Facevano bambole, bambole di cartone, quel poco che ancora si trovava girando per il paese ed in periferia. Facevano bambole disegnandone prima con la matita la sagoma e poi ritagliando con le forbici; più o meno tutte uguali: braccia e gambe aperte, treccine in testa, collo lungo, gonnina a campana sino al ginocchio, scarpine appena accennate. Poi coloravano. Capelli o gialli o neri, due puffetti rosa nelle guance, un segno rosso per bocca, gonnina azzurra e scarpine nere. Era sempre bamboline, mai maschietti, forse perchè non erano capaci di disegnarli oppure l'abitudine era oramai così consolidata che non azzardavano la novità.

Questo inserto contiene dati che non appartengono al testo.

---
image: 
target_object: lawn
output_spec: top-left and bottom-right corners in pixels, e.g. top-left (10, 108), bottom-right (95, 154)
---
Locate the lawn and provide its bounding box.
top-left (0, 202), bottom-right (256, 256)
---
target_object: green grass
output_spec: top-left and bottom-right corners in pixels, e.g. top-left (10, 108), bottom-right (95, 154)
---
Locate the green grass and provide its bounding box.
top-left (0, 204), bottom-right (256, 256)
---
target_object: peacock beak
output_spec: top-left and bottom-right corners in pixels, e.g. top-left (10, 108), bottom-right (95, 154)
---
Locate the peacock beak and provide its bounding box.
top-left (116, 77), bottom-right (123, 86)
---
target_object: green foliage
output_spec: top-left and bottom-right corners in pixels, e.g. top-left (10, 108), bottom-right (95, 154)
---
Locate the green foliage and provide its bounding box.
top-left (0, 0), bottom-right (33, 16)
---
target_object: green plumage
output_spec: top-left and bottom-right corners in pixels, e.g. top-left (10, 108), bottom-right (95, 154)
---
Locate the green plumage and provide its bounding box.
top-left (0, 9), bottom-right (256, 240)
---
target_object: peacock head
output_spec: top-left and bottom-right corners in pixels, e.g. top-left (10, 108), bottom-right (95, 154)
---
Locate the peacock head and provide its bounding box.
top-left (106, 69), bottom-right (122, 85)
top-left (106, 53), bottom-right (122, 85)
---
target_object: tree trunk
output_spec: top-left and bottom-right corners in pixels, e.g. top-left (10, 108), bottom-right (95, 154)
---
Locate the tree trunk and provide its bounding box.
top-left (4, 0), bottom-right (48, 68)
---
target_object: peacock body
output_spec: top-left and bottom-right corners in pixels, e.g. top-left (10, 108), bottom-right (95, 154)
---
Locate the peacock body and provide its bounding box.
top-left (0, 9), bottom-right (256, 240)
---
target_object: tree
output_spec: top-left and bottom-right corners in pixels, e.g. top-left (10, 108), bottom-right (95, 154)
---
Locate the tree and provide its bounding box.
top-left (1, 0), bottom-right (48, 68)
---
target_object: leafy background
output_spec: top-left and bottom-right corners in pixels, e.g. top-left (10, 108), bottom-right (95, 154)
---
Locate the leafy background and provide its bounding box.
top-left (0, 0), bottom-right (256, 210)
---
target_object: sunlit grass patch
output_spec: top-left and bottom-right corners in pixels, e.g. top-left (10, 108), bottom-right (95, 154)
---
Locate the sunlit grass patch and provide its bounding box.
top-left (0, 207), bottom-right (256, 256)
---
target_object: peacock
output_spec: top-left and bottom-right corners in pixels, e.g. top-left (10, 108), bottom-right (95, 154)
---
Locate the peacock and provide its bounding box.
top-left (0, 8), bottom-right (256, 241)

Quando ne avevano preparate un certo numero, spesso legato alla scarsità dei materiali, le esponevano su tre sgangherate sedie con il fondo di paglia, fuori della porta di casa, in un vicoletto stretto e poco illuminato, poco distante dalla piazza principale. La guerra era dura ed il paese aveva subìto bombardamenti ed uccisioni, lotte feroci in quell'ultimo squarcio di confitto; partigiani e fascisti, tedeschi e italiani: l'uno contro l'altro. Non c'erano più uomini: solo donne, vedove, anziane e giovanissime,e molti bimbi, nati poco prima del disastro. Ed erano proprio due sorelline di sei, sette anni, ad aver escogitato quel modesto commercio per raccogliere qualche centesimo o qualche tozzo di pane; qualche boccone dai compaesani che avevano pena di quelle due bimbette più magre delle loro bambole, rimaste sole dopo la morte dei genitori ed accudite da una vecchia zia, i centesimi- caso strano- dai soldati che transitavano in paese e che forse vedevano in quella commovente immagine il ricordo di figli, figlie, e nipoti lontani.
Erano felici le due sorelline quando riuscivano a raggranellare qualcosa e tiravano avanti, portando tutto a casa. I paesani ci avevano fatto l'abitudine a quel piccolo angolo di tranquillità e salutavano passando.
Un giorno, un giorno maledetto,era transitata per il paese una lunga colonna di militari con automezzi ed autocarri. Procedeva adagio e tutti i paesani si erano radunati sul ciglio della strada per vederla passare. Anche le bimbe erano andate e si erano portate le bamboline di cartone per mostrarle e forse con la speranza di guadagnare qualcosa. Erano piccole e per farsi vedere, piano piano, erano riuscite a raggiungere la prima fila; in mano le pupe di cartone che agitavano verso i militari gridando per attirare l'attenzione. Gridavano e ridevano agitando le bambole; poi, era stato un attimo. Forse sospinte dalle persone che stavano alle loro spalle, erano arrivate quasi al centro strada nel momento in cui arrivava un grosso autocarro. E non c'era stato nulla da fare per evitarle. Avevano ancora le pupe in mano quando le avevano portate via ormai senza vita. Erano stati in pochi ad accorgersi del dramma; un attimo e via, per andare a fare bambole in cielo.